Ming-liang Tsai – Ni na bian ji dian AKA What Time Is It There? [+Extras] (2001)


Tsai Ming-Liang follows his trademark ‘pondering static camera’ (“Rebels of the Neon God”, “The River”, “The Hole” and “Vive L’Amour” ) with his fifth feature film, “What Time is it There?”. His unconventional style will deter many cinema goers who might envisage something more easily penetrable, perhaps requiring less speculation. In a pure minimalist vein, Tsai uses no music (aside from “The 400 Blows” theme played sparingly). There is no cinematographic panning shots… no camera movement for each take. Each scene is a single static shot. There are almost no close-ups. There are extremely long stretches without any dialogue. Hopefully, this does not send you running in the other direction because it is indeed a wonderful viewing experience touching upon many important modern emotional themes.

The major plot focuses on a watch-selling street vendor named Hsiao-Kang played by Kang-Sheng Lee who has appeared in all Tsai Ming-Liang’s feature films (NOTE: Hsiao-Kang is also his real-life nickname). In the film his father has passed away and he and his Mother (Lu Yi-Ching) have amusing difficulty in accepting this, coping in their own unusual fashion. Hsaio-Kang has just sold his own watch to a beautiful girl, Shiang-Chyi Chen, who is now in Paris. His longing for her manifests itself in his desire to watch French films (Truffaut’s “The 400 Blows” ), drink wine, and set every clock and watch within his grasp to Parisian time.

Because of Kang’s obsessive time piece adjustments, which is misconstrued by his Mother as a sign of her deceased husband’s reincarnation, the three major characters of the film become somehow synchronized. Shiang-Chyi Che co-incidentally meets the actor Jean-Pierre Léaud, star of 1959’s “The 400 Blows”, on a park bench in a cemetery (actually right across from Léaud’s real-life home in Paris). All three major characters eat at the same moment and Kang, his Mother and Shiang each have a meaningless sexual escapade simultaneously. Shiang beds a friendly female she meets whilst vomiting in a restaurant toilet, Kang has sex with a thieving prostitute in the backseat of his car and the Mother masturbates with what looks like a whicker basket, to a photo of her deceased husband close by.

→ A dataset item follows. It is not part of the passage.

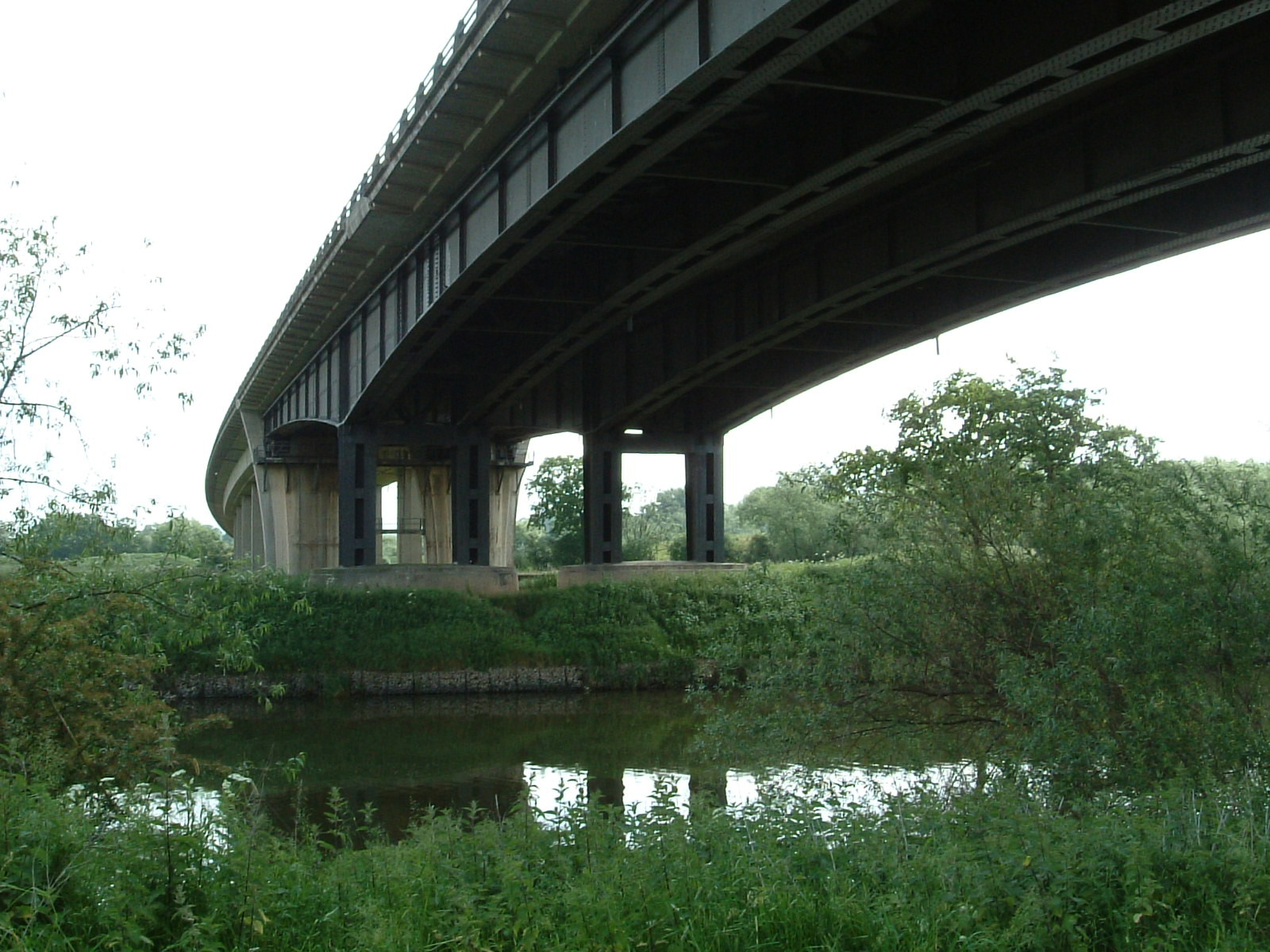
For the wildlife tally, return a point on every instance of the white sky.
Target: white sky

Tsai has a magnificent eye his shots are wonderfully abstract and refreshing. Most often he does not allowing the focus of activity to be in the center of the frame, lending itself slightly to an aura of realism. Tsai and his films have been compared to great directors of the past including Antonioni, Bresson and even Keaton. Michelangelo Antonioni for his use of sparse dialogue and recurrent theme of personal isolation. Buster Keaton for Kang’s comedic dead-pan sense of natural timing. Regardless, Tsai’s films all work from their own level of eccentricity in both the tone and examination of prevalent motifs.

Pointing out life’s absurdities in an honest and dour spirit, Tsai recounts previous film themes such as lack of communication, self-imposed solitary depression, indiscriminant sexual acts predicated on overflowing desire and new for this film; coping with death. He both exposes and pokes fun at his own Buddhist religious conventions while maintaining an arm’s length respect. It is all at once humorous, honest and sad. Photographed with style and beauty, this aspect of Tsai’s work has matured enormously. It is hard not to refer back to many scenes of his past films, if you have been lucky enough to view them. I strongly recommend this film, but suggest that first-time viewers may garner more from a gradual transition to Tsai’s work, perhaps seeing them in chronological order. To state simply that I loved this would be an understatement. I am so enamored with it and feeling pretty eccentric myself these days so I just set my computer clock to Parisian time… and urge you to do the same.